His arguments have a surface appeal. "At a time of difficult choices for the public purse", he said in January, "there is a strong equity argument that those who benefit from higher education – and who can afford to contribute to the costs of their higher education – should be asked to do so." He went on to suggest that there was "little conclusive evidence that the abolition of fees in the mid-1990s had widened participation among poorer sections of society".


He is right about that second point, although it would be equally true to suggest that there is no conclusive evidence that the abolition of fees has had no effect on widened participation. Very little research has been done into the area. One survey in the late 1990s suggested that increased participation in Dublin's north inner city had resulted from the abolition of fees. Another, more recent, study showed university participation still to be a middle-class privilege.


In any case, the whole context in which we are having the debate about third-level fees has changed, even since O'Keeffe made those remarks two months ago. The number of unemployed has grown at a terrifying pace, with no sign of stopping, or even slowing down. The Taoiseach last week prepared us for a figure of 400,000 unemployed; today, in this newspaper, four leading economists predict with confidence that the figure will actually reach 500,000 by Christmas. These are frightening, bewildering and unprecedented figures which change utterly the nature of Irish life and society.

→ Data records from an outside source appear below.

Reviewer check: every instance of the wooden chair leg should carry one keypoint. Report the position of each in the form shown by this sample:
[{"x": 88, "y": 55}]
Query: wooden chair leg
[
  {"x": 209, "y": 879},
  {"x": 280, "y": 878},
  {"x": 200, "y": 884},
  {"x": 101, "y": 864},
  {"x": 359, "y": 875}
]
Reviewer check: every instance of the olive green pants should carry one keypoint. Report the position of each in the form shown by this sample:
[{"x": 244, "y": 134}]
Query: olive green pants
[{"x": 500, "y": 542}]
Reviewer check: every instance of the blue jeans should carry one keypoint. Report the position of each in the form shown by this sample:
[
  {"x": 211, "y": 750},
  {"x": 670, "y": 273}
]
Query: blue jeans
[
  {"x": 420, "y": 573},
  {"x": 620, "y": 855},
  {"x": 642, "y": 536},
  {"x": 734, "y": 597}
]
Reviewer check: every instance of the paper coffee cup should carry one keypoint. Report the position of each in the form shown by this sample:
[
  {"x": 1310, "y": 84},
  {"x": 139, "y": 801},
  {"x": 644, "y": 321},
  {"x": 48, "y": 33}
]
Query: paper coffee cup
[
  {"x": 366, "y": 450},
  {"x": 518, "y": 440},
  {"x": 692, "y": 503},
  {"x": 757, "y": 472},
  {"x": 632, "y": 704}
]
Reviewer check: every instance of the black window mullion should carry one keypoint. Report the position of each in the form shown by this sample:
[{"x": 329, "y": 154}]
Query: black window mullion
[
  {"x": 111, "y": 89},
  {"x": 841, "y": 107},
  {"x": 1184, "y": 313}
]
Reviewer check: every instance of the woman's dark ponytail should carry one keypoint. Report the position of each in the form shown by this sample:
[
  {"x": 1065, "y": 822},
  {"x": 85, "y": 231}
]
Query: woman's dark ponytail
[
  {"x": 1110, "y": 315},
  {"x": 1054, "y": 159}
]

Ireland's economy has been sabotaged by Fianna Fáil which, for the moment, remains in control of the country's destiny. By the end of the year, 500,000 people and their families will have paid the price of that sabotage. Many of these are the people Batt O'Keeffe was referring to when he talked in January about those who could afford to pay for third-level education. They are people who this time last year were in full-time, well-paid employment, enjoying the fruits of the boom and with every expectation of sending their children onto third-level education. Perhaps they could have afforded to do so then. They can't afford it now.


There is an argument that we should continue with free fees at least until the worst of the economic depression is over in order to get as many of young people as possible into college, protect them from the worst of what is to come in future years, and have a well-educated population ready to take advantage of the upturn. (I'm aware that this may seem like a wishy washy liberal argument, a product of what George Orwell called the "pansy left", but no matter; governments are there, amongst other reasons, to protect their citizens.)


A stronger, more immediate case for sticking with the current system until times improve is that many of the people O'Keeffe once saw as a cash cow to be milked for fees are no longer in a position to pay for their childrens' third-level education. They cannot help him. They need his help. There is, in fact, relatively little money to be generated for the state by university fees in the current circumstances, and their reintroduction would create enormous hardship and worry for very little gain.


Almost overnight, the issue of third-level fees has broadened from one about helping working-class people into college to one about aiding the middle class (or the middle class turned unemployed class, if you like) to do the same thing. Over the coming weeks, those of us still in jobs will be taxed, extravagantly if quite properly, in order to put some order on the public finances, and in deciding these new rates, the government has carte blanche to raise what it wants.


Not all of this money should be devoted to balancing the books; some of it surely needs to be diverted to preparing for life beyond the recession. Allowing the current regime of third-level funding to continue would secure the education of many teenagers whose options would be severely limited by a return of fees in an era of mass unemployment.